Monday, July 15, 2024

Experts warn El Nino threats Australia’s Great Barrier Reef

The El Nino event could pose a major threat to the health of Australia’s Great Barrier Reef, experts have warned, local media reported on Monday.

Marine researchers recently said that a marine heatwave caused by the climate driver could trigger a mass coral bleaching event on the Unesco World Heritage Site, reports Xinhua news agency.

The World Meteorological Organization has said that El Nino conditions have developed in the tropical Pacific for the first time in seven years, setting the stage for a likely surge in global temperatures and disruptive weather and climate patterns.

The phenomenon is expected to drive global ocean temperatures above their long-term average and bring warmer and drier weather to Australia.

A new update from WMO forecasts that there is a 90 percent probability of the El Nino event continuing during the second half of 2023. It is expected to be at least of moderate strength.

Richard Leck, head of oceans at the World Wildlife Fund (WWF) Australia, said up to 30 per cent of shallow water corals on the reef were bleached when the last strong El Nino caused events in consecutive years.

“The reality is for anyone who cares about the reef is that the best we can do is cross our fingers and hope that it’s cloudy or there’s a storm,” he was quoted as saying by the local media Monday.

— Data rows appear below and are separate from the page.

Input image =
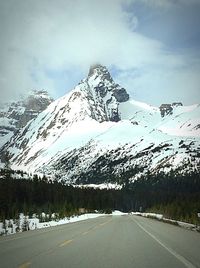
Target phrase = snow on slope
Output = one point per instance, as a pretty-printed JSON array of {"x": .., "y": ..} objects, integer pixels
[
  {"x": 96, "y": 131},
  {"x": 185, "y": 121}
]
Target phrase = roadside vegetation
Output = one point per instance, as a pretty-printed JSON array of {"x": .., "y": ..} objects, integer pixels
[{"x": 175, "y": 196}]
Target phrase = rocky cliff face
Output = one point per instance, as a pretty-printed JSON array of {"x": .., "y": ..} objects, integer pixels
[
  {"x": 103, "y": 94},
  {"x": 96, "y": 134},
  {"x": 16, "y": 115}
]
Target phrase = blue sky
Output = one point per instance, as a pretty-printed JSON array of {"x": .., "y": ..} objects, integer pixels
[{"x": 151, "y": 47}]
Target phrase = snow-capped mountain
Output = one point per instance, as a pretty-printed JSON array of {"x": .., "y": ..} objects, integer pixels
[
  {"x": 16, "y": 115},
  {"x": 97, "y": 134}
]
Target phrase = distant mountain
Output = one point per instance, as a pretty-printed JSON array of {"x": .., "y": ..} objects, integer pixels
[
  {"x": 15, "y": 115},
  {"x": 96, "y": 134}
]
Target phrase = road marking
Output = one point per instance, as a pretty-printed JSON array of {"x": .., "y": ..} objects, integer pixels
[
  {"x": 65, "y": 243},
  {"x": 101, "y": 224},
  {"x": 187, "y": 263},
  {"x": 25, "y": 265},
  {"x": 85, "y": 233}
]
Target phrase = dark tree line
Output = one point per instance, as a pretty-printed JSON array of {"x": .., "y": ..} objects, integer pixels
[{"x": 175, "y": 196}]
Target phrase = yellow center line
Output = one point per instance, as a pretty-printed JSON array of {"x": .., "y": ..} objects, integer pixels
[
  {"x": 85, "y": 233},
  {"x": 65, "y": 243},
  {"x": 25, "y": 265}
]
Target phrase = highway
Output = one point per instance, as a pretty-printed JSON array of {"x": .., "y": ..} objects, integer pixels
[{"x": 107, "y": 241}]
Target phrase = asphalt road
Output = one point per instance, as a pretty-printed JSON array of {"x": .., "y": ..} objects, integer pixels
[{"x": 108, "y": 241}]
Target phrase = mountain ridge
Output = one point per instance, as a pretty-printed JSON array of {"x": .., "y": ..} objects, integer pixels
[{"x": 96, "y": 133}]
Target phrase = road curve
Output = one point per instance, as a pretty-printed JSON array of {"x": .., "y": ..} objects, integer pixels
[{"x": 104, "y": 242}]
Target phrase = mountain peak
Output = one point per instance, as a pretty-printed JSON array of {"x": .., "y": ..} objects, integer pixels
[{"x": 98, "y": 70}]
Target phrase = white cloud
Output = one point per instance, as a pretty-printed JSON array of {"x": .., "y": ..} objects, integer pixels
[{"x": 38, "y": 36}]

Coral bleaching occurs when warm ocean temperatures cause coral to expel the algae living in their tissue, turning the usually-vivid marine invertebrates completely white.

Bleached corals can survive but are under significantly more stress.

There have been six mass bleaching events on the barrier reef, the world’s largest coral reef, since 1998.

Scientists were particularly alarmed by the 2022 bleaching event, the first during a La Nina phase when ocean temperatures are typically cooler.